If all your gifts for the year fall into these categories, no gift tax return is required. But gifts that don’t meet these requirements are generally considered taxable and thus must be reported on Form 709 -- even if they’re shielded from tax by the lifetime exemption ($11,700,000 in 2021).


Beware of common errors:


- Future interests. The $15,000 annual exclusion applies only to present interests, such as outright gifts. Gifts of future interests, such as transfers to a trust for a beneficiaries benefit, aren’t covered, so you’re required to report them on Form 709 even if they’re less than $15,000. Be aware, however, that it’s possible for gifts in trust to meet the present interest requirement by giving beneficiaries so-called Crummey withdrawal powers (the right to withdraw a contribution for a limited time after it’s made).


- Spousal gifts. As previously noted, gifts to a U.S. citizen spouse are not reported on Form 709. However, if you make a gift to a trust for your spouse’s benefit, the trust must 1) provide that your spouse is entitled to all the trust’s income for life, payable at least annually, 2) give your spouse a general power of appointment over its assets and 3) not be subject to any other person’s power of appointment. Otherwise, the gift must be reported. And, gifts to a non-citizen spouse: If they exceed the $159,000 annual exclusion, they must be reported whether they’re outright gifts or gifts in trust.

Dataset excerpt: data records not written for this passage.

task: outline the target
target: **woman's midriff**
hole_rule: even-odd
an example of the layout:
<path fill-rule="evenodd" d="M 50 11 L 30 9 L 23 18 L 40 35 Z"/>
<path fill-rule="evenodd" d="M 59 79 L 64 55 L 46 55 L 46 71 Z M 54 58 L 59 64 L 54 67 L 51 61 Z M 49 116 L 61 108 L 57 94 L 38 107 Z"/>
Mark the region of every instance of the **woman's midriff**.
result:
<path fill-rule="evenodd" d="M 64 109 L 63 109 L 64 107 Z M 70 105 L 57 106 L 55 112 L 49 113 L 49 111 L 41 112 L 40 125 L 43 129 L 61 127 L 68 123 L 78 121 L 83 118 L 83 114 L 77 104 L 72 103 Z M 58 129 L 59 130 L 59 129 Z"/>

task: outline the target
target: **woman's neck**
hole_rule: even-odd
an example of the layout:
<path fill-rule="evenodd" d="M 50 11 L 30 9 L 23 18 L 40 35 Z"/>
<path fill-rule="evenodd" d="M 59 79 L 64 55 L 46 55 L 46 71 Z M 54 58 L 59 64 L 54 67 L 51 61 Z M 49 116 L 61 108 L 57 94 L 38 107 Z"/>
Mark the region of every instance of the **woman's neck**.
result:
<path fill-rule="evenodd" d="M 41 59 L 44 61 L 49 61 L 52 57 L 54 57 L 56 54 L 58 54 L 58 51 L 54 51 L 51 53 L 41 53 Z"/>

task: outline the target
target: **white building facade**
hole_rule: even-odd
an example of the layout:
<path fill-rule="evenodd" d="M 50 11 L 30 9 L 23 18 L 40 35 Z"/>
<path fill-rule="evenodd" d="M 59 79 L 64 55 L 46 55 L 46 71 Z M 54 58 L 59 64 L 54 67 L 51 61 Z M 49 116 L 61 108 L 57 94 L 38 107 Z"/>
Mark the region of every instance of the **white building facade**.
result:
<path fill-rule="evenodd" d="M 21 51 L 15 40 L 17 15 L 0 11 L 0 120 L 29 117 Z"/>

- Gift splitting. Spouses may elect to split a gift to a child or other donee, so that each spouse is deemed to have made one-half of the gift, even if one spouse wrote the check. This allows married couples to combine their annual exclusions and give up to $30,000 to each donee. To make the election, the donor spouse must file Form 709, and the other spouse must sign a consent or, in some cases, file a separate gift tax return. Keep in mind that, once you make this election, you and your spouse must split all gifts to third parties during that tax year.


- 529 plans. You can contribute up to five times the annual gift allowance of $15,000, per beneficiary in a single year without gift tax as long as no additional gifts are made to the same beneficiary during the next four years. This means that you can contribute up to $75,000 ($150,000 for married couples) for your beneficiary today and elect to treat your contribution as made over a five calendar-year period for gift tax purposes. To take advantage of this benefit, you must file an election on Form 709.


Sometimes it may be useful to file a gift tax return, even if one is not required. For example, if you make annual exclusion gifts of hard to value assets, such as interests in a closely held business, a gift tax return that meets “adequate disclosure” requirements will trigger the three-year statute of limitations period for audits. If you don’t file a gift tax return, the IRS has unlimited time to challenge the value of your gifts.